LeetCode Challenge Day 55 — 2169. Count Operations to Obtain Zero

Hey folks 👋

This is Day 55 of my LeetCode streak 🚀
Today’s problem is 2169. Count Operations to Obtain Zero — an easy yet elegant math-based problem that builds directly on the Euclidean algorithm logic for finding GCDs, but with a twist — instead of returning the GCD, we count the total number of subtraction operations.

📌 Problem Statement

You are given two non-negative integers num1 and num2.

In one operation:

• If num1 >= num2, you must subtract num2 from num1.
• Otherwise, subtract num1 from num2.

Return the number of operations required until either num1 or num2 becomes 0.

Example 1:

Input: num1 = 2, num2 = 3
Output: 3
Explanation:
Operation 1 → num2 = 3 - 2 = 1
Operation 2 → num1 = 2 - 1 = 1
Operation 3 → num2 = 1 - 1 = 0

Example 2:

Input: num1 = 10, num2 = 10
Output: 1
Explanation: num1 = num2 = 10 → subtract once → (0, 10)

💡 Intuition

At first glance, this looks like a repeated subtraction process — but there’s a pattern.
The problem mirrors the Euclidean GCD algorithm, where instead of computing the GCD, we count how many subtractions it would take to reduce both numbers to zero.
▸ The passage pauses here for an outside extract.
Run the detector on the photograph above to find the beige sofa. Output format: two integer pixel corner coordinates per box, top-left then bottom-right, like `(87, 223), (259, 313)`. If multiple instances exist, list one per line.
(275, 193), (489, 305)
Each subtraction operation group can be optimized:

• Instead of subtracting one by one, we can perform Math.floor(num1 / num2) operations in a single step — since that’s how many times num2 fits inside num1.

🔑 Approach

1. Initialize a count variable to store the total number of subtraction operations.
2. While both num1 and num2 are greater than zero:
   • If num1 >= num2, increment count by Math.floor(num1 / num2) and update num1 = num1 % num2.
   • Otherwise, increment count by Math.floor(num2 / num1) and update num2 = num2 % num1.
3. Once one number becomes zero, exit the loop.
4. Return the count.

This approach effectively simulates all subtraction steps without actually performing each one individually.

⏱️ Complexity Analysis

• Time Complexity:
  ( O(\log(\min(num1, num2))) ) —
  The process mimics the Euclidean algorithm for GCD which operates in logarithmic time.

• Space Complexity:
  ( O(1) ) —
  We only use a constant number of variables.

🧑‍💻 Code (JavaScript)

/**
 * @param {number} num1
 * @param {number} num2
 * @return {number}
 */
var countOperations = function(num1, num2) {
    let count = 0;
    while (num1 !== 0 && num2 !== 0) {
        if (num1 >= num2) {
            count += Math.floor(num1 / num2);
            num1 = num1 % num2;
        } else {
            count += Math.floor(num2 / num1);
            num2 = num2 % num1;
        }
    }
    return count;
};

🧩 Example Walkthrough

Input:

num1 = 5, num2 = 4

Process:

Step 1 → 5 >= 4 → count += 1 → num1 = 1, num2 = 4  
Step 2 → 4 >= 1 → count += 4 → num2 = 0  
Total count = 5

Output:

5

🎯 Reflection

This problem is a great demonstration of how mathematical reasoning and optimization can simplify what seems like a loop-heavy process. By thinking in terms of division and modulus instead of repetitive subtraction, we achieve an efficient and elegant solution.

That’s it for Day 55 of my LeetCode challenge 💪 Keep grinding and optimizing your thought process — one operation at a time ⚡

Happy Coding 👨‍💻